Remarkably this is what has actually occurred with the Arleigh Burke destroyers. The original Burkes were quite conservative and did not even have a hangar, but later versions have become much more capable (although the displacement increases would not be allowed in the above approaches, and later Flights also suffered from design dithering delays).          
 
There is no guarantee that any design will be a raging success, regardless of who designed it and how many people provided input. That means that we simply have to accept that some designs work better than others and just learn from it and carry on. In that light we do not have to think of the LCS and Zumwalt designs as failures. The only failure in those projects is that it took forever to actually build those boats to see how good or bad they were.  
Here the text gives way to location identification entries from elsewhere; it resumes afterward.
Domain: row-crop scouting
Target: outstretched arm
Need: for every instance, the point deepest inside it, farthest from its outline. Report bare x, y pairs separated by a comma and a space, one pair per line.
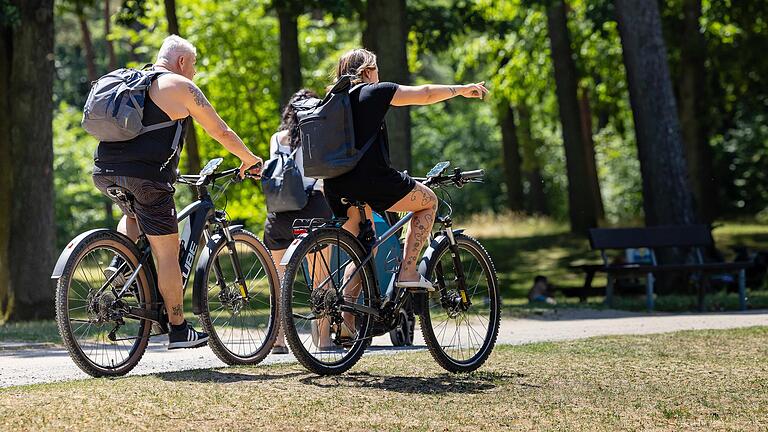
202, 111
432, 93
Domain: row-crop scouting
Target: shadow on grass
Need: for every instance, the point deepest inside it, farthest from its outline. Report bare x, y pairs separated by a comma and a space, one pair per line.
219, 377
474, 383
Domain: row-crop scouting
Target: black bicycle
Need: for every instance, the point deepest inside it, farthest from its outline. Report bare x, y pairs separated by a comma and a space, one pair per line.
331, 305
106, 322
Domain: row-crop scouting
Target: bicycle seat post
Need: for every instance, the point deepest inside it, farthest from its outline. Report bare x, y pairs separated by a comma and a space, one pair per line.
367, 234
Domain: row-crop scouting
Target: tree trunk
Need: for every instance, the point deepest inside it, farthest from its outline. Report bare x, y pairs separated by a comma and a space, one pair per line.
580, 198
511, 158
90, 55
170, 15
667, 196
585, 114
110, 45
26, 147
386, 33
537, 197
693, 113
109, 218
190, 138
290, 63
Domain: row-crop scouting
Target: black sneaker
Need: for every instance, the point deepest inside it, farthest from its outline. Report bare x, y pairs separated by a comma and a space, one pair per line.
186, 338
119, 280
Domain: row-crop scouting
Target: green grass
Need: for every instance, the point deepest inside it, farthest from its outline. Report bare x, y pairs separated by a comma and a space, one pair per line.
694, 380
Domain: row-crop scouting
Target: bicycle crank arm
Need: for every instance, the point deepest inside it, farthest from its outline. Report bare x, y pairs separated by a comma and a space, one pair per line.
141, 313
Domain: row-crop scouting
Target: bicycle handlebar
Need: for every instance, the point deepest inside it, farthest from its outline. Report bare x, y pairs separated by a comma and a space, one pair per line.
198, 180
458, 178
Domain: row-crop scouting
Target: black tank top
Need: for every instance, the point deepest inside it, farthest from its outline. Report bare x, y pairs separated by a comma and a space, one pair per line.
144, 156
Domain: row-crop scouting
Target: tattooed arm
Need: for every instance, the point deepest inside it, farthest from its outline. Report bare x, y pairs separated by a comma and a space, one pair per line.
201, 110
432, 93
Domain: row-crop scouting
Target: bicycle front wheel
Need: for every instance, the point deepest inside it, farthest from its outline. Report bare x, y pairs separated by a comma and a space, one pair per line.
325, 310
460, 339
242, 329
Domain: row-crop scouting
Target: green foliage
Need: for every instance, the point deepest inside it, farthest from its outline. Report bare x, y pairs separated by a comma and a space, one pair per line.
503, 42
79, 205
9, 14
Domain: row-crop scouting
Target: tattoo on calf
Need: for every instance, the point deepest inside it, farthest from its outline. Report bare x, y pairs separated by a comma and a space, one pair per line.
177, 310
200, 99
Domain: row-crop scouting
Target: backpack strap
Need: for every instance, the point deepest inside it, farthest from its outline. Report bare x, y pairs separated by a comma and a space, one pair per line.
156, 126
175, 143
357, 86
369, 143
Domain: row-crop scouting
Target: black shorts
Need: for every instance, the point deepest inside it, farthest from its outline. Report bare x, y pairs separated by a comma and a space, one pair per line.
278, 230
380, 191
153, 203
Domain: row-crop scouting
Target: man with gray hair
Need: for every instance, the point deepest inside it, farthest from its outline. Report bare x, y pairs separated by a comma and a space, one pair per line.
146, 166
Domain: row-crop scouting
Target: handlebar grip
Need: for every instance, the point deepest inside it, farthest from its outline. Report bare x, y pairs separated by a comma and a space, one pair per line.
473, 174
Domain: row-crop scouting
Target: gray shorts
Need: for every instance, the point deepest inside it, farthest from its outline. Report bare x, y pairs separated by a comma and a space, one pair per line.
153, 204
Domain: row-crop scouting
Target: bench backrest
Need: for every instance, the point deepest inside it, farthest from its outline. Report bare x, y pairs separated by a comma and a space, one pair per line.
668, 236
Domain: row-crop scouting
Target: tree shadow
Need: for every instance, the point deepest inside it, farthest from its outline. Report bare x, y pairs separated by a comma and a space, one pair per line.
473, 383
221, 377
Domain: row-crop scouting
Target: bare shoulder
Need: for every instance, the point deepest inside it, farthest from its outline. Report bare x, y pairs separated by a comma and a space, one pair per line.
181, 88
282, 137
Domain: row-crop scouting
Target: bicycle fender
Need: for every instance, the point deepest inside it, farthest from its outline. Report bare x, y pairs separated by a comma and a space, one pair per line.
199, 285
58, 269
291, 249
434, 244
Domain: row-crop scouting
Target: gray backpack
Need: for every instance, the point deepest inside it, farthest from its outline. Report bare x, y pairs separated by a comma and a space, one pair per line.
328, 133
115, 106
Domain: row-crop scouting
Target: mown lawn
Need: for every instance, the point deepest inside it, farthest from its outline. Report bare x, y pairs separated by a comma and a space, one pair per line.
703, 380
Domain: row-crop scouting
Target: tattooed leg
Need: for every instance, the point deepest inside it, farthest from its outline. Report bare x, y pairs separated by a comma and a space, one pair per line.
423, 202
165, 249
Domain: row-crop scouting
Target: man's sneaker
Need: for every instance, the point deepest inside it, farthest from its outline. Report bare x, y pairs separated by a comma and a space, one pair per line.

The American engineering (tinkering) approach of building something and then making it better is a valid concept in complex designs with rapidly changing technology. However, that means that there has to be strong pushback against second guessers when things don’t work out in the first pass. Innovation is hard work. If it were easy, everybody would be doing it.

I often think back on watching TV coverage of one of the Space X rockets failing to land on its feet. To me it registered as: “Oh, well it did not work this time, but I am sure they learned something.” However, the TV voiceover said: “For the sixth time in a row Elon Musk’s Space X rocket failed to land in its feet.”

I ended up screaming at the TV: “Well what did you expect? This is really really hard! The only way to make it work is to keep trying! Just let them do their job and shut up!”


For every column I write MREN makes a small contribution to an organization of my choice. For the foreseeable future I am selecting SL7Expo. An industry wide effort to develop a Smithsonian level exhibit center for commercial maritime on a ship that is a paragon of a fast design process.